Ruth was elected to the position of President of the Chamber of Deputies when Calderón was set to give his first address as president in September 2007. PRD members expected Ruth to keep Calderón from speaking and hinder his government.

But Ruth had a different view. “In my opinion, institutions had to be functional in order to strengthen democracy,” she says. She felt that benefitting her party over the country went counter to the long-term interests of Mexico’s democracy. Ruth was determined to improve the legislature’s stature and standing.

“From the moment I got in, I worked towards Congress demonstrating that it was a dignified place, that it was an institution that was going to strengthen democracy,” she says. “It was better to make decisions alone and to favor society as a whole rather than to submit to what the party was asking of me.”

For working with Calderón, Ruth was viewed a traitor by the PRD. Due to harassment and intimidation, she resigned from her position in 2009. Ruth took a position overseeing women’s access to the vote with Mexico’s Electoral Tribunal of the Federal Judiciary.
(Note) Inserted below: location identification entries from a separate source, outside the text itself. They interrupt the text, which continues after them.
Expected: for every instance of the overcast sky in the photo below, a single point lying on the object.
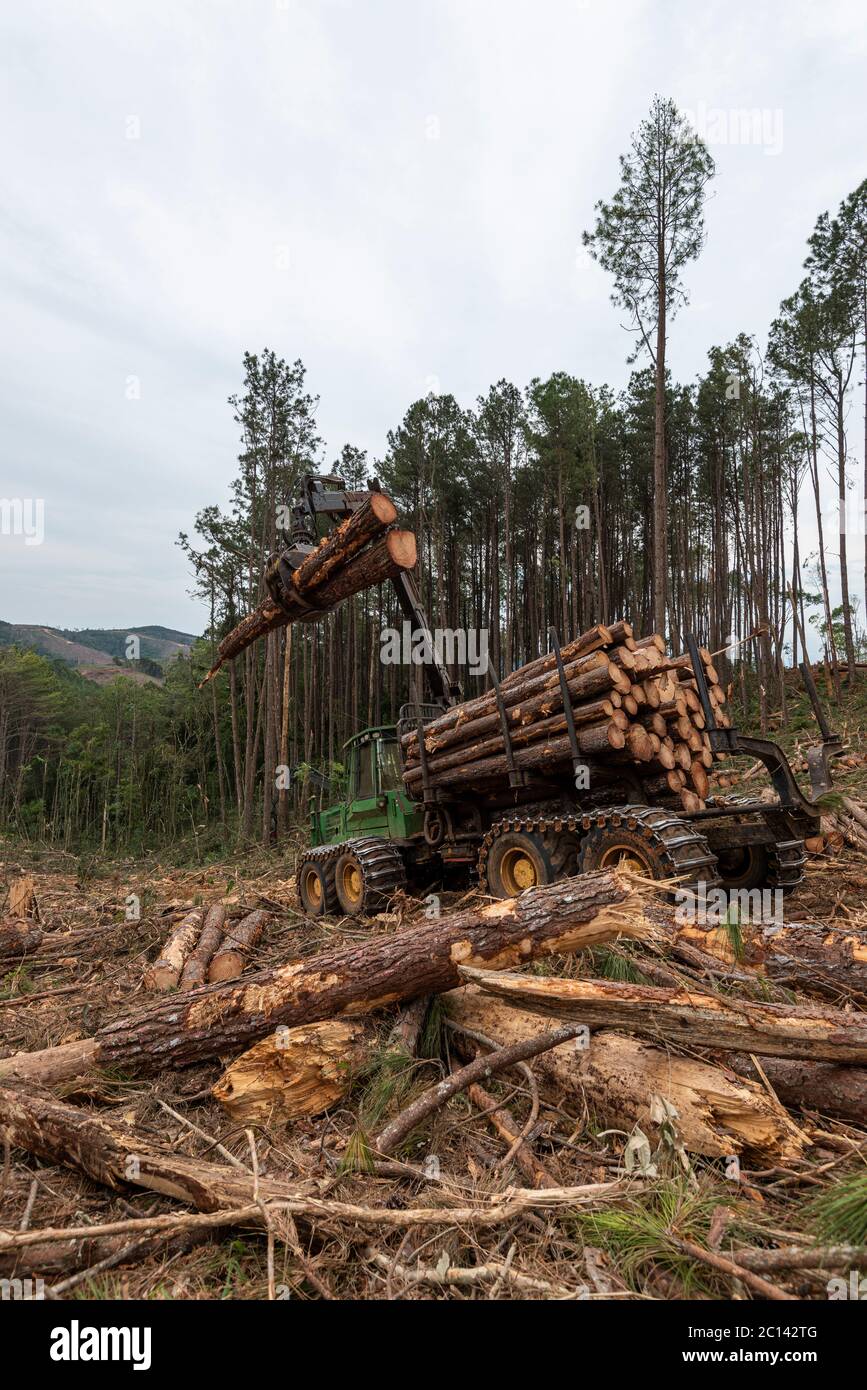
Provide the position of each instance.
(392, 191)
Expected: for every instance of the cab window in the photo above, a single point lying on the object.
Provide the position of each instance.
(389, 765)
(366, 772)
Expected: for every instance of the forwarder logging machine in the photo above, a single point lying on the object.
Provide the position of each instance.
(380, 840)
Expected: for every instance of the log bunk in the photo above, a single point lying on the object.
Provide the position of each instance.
(610, 702)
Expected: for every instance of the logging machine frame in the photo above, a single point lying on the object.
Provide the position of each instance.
(381, 840)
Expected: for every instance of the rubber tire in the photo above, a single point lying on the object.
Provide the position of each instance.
(534, 848)
(600, 840)
(325, 876)
(755, 875)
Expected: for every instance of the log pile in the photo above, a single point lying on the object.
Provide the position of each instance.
(744, 1069)
(360, 553)
(203, 948)
(635, 710)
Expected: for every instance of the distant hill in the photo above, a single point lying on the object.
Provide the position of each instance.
(86, 648)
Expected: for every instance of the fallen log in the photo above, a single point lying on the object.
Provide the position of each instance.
(200, 957)
(688, 1018)
(18, 938)
(116, 1157)
(352, 980)
(292, 1072)
(812, 1086)
(817, 959)
(617, 1076)
(168, 966)
(588, 677)
(232, 955)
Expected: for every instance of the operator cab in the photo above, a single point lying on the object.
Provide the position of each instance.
(373, 761)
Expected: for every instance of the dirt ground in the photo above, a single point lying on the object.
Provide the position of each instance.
(632, 1251)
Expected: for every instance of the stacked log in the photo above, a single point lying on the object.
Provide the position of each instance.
(361, 552)
(202, 948)
(635, 710)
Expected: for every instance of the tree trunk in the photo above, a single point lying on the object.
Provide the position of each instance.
(617, 1077)
(293, 1072)
(816, 1086)
(688, 1018)
(196, 966)
(168, 966)
(232, 955)
(350, 980)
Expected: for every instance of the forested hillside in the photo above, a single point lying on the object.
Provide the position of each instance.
(534, 506)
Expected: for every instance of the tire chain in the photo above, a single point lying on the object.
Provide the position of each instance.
(787, 858)
(382, 868)
(678, 840)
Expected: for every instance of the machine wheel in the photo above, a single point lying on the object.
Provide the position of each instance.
(650, 841)
(367, 873)
(517, 861)
(316, 883)
(785, 863)
(520, 859)
(744, 866)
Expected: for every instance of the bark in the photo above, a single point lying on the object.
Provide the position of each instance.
(523, 713)
(352, 980)
(382, 560)
(689, 1018)
(18, 938)
(824, 961)
(593, 674)
(814, 1086)
(346, 540)
(196, 966)
(593, 740)
(617, 1076)
(116, 1157)
(236, 945)
(167, 969)
(546, 729)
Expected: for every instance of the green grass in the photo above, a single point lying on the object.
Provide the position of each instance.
(641, 1235)
(839, 1214)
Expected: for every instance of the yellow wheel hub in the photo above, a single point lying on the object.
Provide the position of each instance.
(518, 872)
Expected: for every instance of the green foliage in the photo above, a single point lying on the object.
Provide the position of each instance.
(641, 1235)
(838, 1215)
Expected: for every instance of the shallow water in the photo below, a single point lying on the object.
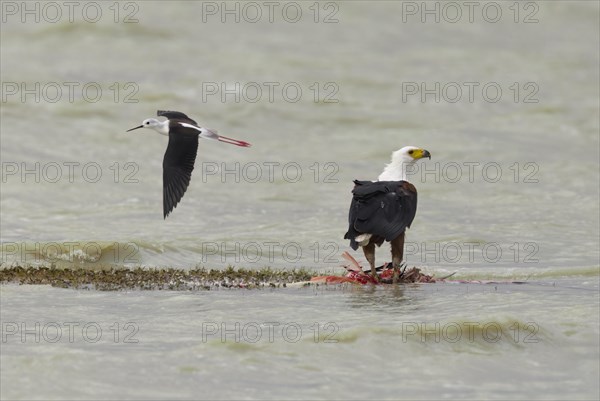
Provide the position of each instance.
(511, 193)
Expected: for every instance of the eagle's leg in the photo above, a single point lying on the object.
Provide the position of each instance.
(369, 251)
(397, 254)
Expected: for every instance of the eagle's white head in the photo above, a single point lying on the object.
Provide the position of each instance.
(402, 162)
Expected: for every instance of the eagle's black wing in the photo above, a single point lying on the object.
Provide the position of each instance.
(382, 208)
(174, 115)
(178, 164)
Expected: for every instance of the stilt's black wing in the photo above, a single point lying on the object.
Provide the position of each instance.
(174, 115)
(178, 164)
(381, 208)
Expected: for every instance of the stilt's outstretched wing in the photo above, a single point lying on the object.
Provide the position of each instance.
(178, 164)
Ruth has always supported women and indigenous communities. Her political career stemmed from her work as a housing advocate for those displaced after the 1985 Mexico City earthquake.

Ruth is also a member of Mujeres en Plural, a group of former female politicians who aim to elevate more women to political leadership in Mexico. She is running for a seat in the Chamber of Deputies in Mexico’s July 1, 2012 election as well.

Ruth is proud that her actions and example have inspired others. “It was the best thing that could have happened in my life,” she says, “that I could be a role model for colleagues in the other [Mexican] states — not only women, [but] also for men.”